The answer is out there


Taxi to Beijing Station West and then the train to Xining. Beijing Station West (Xidan) is a vast, busy, modern station serving a huge throughput of poeple. As far as I could tell, I was the only Laowai (foreigner) there. I certainly was the only foreigner on the train. This made me contemplate what makes a person or place alien.

For the railway staff, at the station and on the train, it was the unfamiliarity of the paperwork. The chinese have internal passports, but the also have additional permits. Whether these are residence permits, travel permits or transit permits (I don't know) they are taken at least as importantly as the passport. One of the staff at the station seriously inspected my passport, then chose to study in detail my, now expired, Russian visa. I think this was because he had missed the Chinese visa, and the Russian visa was the only other thing in the passport that sported a communist star. Anyway after a detailed perusal of this visa, he declared himself satisfied, and we went out seperate ways, basking in the mutual glow of knowledge of a job well done.

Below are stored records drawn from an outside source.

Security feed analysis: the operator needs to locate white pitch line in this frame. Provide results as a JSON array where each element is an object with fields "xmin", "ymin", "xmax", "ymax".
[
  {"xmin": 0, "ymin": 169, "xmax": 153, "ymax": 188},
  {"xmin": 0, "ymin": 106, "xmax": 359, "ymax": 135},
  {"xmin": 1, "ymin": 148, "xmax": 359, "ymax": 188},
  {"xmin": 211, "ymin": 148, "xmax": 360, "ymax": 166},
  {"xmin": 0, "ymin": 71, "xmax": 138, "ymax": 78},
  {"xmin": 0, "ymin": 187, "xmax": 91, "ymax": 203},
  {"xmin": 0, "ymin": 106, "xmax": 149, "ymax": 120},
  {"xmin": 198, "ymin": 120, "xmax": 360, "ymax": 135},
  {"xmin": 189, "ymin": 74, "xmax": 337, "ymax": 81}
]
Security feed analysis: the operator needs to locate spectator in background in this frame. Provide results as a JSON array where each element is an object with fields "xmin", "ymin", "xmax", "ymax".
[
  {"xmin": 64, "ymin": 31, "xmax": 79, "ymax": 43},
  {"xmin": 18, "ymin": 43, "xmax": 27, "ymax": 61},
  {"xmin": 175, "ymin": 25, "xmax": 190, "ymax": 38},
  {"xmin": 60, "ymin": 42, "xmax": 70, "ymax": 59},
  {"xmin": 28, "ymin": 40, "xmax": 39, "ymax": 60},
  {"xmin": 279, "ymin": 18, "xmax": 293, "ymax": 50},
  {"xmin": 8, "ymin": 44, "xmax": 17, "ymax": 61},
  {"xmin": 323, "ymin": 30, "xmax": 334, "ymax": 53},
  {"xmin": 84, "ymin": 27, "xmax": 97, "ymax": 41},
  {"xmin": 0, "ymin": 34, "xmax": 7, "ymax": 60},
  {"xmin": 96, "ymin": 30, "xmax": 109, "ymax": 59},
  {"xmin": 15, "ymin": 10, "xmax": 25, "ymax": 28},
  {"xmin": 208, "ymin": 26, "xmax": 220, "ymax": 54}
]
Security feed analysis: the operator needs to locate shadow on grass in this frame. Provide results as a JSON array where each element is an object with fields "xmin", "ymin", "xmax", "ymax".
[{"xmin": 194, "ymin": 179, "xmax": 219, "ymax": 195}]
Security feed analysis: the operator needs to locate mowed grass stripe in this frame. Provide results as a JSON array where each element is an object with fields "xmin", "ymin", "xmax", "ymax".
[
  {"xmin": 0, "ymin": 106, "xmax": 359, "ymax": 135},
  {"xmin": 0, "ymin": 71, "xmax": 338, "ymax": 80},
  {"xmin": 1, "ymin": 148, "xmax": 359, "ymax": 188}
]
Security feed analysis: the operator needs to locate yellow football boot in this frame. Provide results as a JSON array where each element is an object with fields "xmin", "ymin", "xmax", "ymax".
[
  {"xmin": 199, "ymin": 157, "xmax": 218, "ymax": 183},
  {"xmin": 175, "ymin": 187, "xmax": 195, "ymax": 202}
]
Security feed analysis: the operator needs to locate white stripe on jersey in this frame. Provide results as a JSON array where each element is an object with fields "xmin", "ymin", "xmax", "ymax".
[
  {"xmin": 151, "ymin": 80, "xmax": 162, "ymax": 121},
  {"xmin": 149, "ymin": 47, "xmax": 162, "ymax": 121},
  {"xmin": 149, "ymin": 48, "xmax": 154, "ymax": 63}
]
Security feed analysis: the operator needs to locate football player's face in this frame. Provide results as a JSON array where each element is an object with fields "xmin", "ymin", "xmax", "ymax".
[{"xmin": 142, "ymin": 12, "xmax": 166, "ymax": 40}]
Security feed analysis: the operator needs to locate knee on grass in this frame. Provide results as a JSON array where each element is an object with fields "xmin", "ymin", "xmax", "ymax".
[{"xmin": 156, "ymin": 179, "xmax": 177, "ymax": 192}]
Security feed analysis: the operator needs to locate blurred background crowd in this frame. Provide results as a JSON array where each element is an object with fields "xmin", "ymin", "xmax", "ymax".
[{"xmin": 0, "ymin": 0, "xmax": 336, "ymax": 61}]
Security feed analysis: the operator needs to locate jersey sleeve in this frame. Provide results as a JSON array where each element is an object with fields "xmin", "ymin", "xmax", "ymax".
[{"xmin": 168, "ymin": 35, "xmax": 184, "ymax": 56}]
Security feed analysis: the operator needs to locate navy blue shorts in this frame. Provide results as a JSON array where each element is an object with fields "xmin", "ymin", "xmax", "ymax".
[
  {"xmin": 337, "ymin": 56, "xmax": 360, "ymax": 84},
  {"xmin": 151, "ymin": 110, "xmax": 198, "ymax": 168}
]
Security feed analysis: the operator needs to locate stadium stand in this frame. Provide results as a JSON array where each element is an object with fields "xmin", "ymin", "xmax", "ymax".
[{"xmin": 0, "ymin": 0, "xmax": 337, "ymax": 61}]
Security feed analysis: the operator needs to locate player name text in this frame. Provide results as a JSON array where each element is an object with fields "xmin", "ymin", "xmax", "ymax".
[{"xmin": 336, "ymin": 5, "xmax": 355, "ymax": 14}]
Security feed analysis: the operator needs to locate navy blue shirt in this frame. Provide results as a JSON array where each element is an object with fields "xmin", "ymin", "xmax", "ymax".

On the train, when they came to inspect passports, the attendant on my carriage looked at my details page; started studying it and then passing it to other passengers; obviously trying to answer some specific question from my detail page. It was only when I approached her again, that she thought of asking me the question, which was simply what nationality I was. Once that was cleared up, I then learnt that I was the only foreigner on the train, because the attendant had obviously spread the word to her fellow guards, and was obviously gaining a cachet from having such a rara avis on board. This time it was not my paranoia as in the Russian episode. I know this because for about four hours people would approach the attendant and have a conversation which featured at least one question about Yinguai - Englander; then the passenger concerned would saunter, ever so casually, past my compartment, taking a good long look at me; and then on the other side of the compartment break into an animated conversation again featuring the word Yinguai.

For Beijing there are at least two things that makes it alien as far as I am concerned. Their taxi service has never picked up on the idea of radio controlled taxis; so you either have to queue at a recognised rank - at a railway station for instance; flag one down in the street; or telephone to see if there are any at the central office. This makes such a difference to how to make use of taxis, and as somebody who has relied on radio controlled taxis for most of his life, a difficult change.

Then, I had forgotten (deliberately placed in the box marked "Not wanted in Mind - ever") the sheer unmitigated experience of Beijing's multi-hole, squatter, very public (no partitions), public toilets. Always take your own toilet paper.

Chinese TV also provides its fair share of alienness. As Chinese TV is dealing with a multi-spoken language population unified byt he written language; virtually all programs are subtitled; have a station logo displayed; a program logo; and for news and current affairs a ticker tape type of display plus weather, time and stock movements. This does not leave a lot of screen real estate for the actual program. If you add in the fact that red is a good luck colour so all stock market and share price rises are shown in red, while falls are shown in green and you start to have a degree of confusion.

While not very profound, I am suggesting that it is these small differences that mark out alienness rather than the big things. Little Endians vs Big Endians.